2. Understanding and identification. Understanding is an old and common topic, which seems simple but actually profound. It is as common for people to need understanding as to need to eat, but it is difficult for people to obtain or satisfy understanding like looking for a needle in a haystack. The conflict of interpersonal relationship, in the final analysis, is a slander that is not understood, and is the result of the frustration of the basic need of human understanding.

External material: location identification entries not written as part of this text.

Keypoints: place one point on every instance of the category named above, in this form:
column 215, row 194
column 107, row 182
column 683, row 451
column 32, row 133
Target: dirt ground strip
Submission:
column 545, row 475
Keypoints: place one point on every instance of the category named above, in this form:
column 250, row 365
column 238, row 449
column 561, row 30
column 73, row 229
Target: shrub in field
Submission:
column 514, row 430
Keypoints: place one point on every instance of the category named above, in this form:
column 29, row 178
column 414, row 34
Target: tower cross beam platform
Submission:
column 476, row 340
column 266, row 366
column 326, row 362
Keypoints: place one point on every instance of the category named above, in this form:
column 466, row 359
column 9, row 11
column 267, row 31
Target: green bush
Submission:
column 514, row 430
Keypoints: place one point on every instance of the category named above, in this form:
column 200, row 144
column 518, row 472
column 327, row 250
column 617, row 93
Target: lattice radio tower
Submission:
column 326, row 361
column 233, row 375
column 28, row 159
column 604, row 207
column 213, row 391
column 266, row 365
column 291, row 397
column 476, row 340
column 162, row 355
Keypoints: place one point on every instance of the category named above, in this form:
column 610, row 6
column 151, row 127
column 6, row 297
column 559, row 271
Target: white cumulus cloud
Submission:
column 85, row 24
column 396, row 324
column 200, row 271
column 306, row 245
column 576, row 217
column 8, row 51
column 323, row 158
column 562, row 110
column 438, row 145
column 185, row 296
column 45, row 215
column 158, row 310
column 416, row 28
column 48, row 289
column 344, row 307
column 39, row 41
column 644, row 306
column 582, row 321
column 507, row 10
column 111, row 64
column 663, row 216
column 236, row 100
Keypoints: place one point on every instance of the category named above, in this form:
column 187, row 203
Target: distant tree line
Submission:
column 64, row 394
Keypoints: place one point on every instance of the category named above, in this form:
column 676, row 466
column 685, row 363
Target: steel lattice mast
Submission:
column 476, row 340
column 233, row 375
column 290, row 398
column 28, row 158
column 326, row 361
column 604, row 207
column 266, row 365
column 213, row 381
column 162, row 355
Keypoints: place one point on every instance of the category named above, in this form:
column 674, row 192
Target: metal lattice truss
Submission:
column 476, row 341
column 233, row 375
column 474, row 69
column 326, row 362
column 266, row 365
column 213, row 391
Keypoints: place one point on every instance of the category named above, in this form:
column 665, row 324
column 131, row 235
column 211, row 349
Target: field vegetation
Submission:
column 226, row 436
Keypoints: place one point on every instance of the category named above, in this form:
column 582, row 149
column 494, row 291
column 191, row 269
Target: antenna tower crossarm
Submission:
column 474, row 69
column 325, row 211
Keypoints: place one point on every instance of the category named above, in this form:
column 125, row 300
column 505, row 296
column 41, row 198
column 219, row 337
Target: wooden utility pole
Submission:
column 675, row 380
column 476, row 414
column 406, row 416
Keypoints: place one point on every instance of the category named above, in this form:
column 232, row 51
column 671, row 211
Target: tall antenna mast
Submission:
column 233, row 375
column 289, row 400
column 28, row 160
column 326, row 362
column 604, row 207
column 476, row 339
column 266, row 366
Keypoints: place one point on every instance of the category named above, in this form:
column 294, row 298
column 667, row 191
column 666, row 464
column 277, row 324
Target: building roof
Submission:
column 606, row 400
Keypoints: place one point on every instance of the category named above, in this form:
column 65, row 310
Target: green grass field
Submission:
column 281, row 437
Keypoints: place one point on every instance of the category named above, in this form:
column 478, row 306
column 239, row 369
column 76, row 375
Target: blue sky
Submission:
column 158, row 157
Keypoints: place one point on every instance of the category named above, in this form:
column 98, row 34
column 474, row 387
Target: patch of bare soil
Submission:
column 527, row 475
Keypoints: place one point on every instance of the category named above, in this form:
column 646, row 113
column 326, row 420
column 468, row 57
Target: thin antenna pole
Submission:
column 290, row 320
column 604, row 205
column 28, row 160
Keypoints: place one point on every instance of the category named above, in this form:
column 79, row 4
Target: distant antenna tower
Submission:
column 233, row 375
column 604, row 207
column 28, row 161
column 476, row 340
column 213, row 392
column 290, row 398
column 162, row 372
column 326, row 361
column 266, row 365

The husband wife relationship is a connection based on emotional needs. In terms of differences, there are differences that are inferior to any other relationship, that is, differences in emotional complex in the heart. These are formed in their original families long ago, and they directly affect people's emotional life in the future. For example, some conflicts between husband and wife are difficult to solve. In fact, it is not because they cannot understand each other, nor do they understand that both sides of the conflict are wrong, but because they do not understand that they and each other have subconscious complex needs: you should absolutely love me. If the husband and wife have conflicts that they cannot solve, so they are very painful and want to get out of the pain, they can accept psychological counseling on marriage feelings to help both parties realize their own complex. It is only possible to accept the "what is" or "what is not" of both parties after understanding the conflict and needs of the inner world of oneself and the other party, and recognizing oneself and the other party. The battle between husband and wife symbolizes the cry for justice in a lawsuit. When understanding really appears, there is no need to cry.

 


3. Increase perceptual communication mode. The husband wife relationship is a special interpersonal relationship, which is the combination of too many different qualities and its vulnerability. Whether couples have a sense of happiness in marriage depends largely on their emotional communication. For example:

 


——When eating, you can listen to music and say something relaxed, instead of holding a bowl and talking about work or reasoning.

 


——When the other party is in a negative mood, you can gently greet "It seems that you are in a bad mood, do you want to tell me?" instead of a ladle of cold water, "What's wrong with a drooping face?".

 


——When the other party finishes something that may not be perfect, the first thing is to understand the reason and then reason, rather than refute and correct it after exporting.

 


——When the other person is depressed but unwilling to be helped, accompany him/her silently instead of insisting on helping him/her.

 


——When the other person has done a good job for you, or when he/she has made some achievements, give him/her praise and hug, instead of saying, "There is nothing to show off. It's all old husbands and wives. Why should we pay attention to so much?".

 


——We can enjoy important festivals and anniversaries together.

 


——Know the content of each other's emotional needs, give recognition and try to meet them. Instead of complaining like some husbands scolding their wives, "I make money and you can enjoy it. What are you dissatisfied with?!".

 


People feel good in a warm, kind and loving emotional environment, and in a relationship that is understood, recognized and protected. The conflict between husband and wife is due to the lack of empathy. The root of conflict coordination is less rational confrontation and more interesting emotional interaction.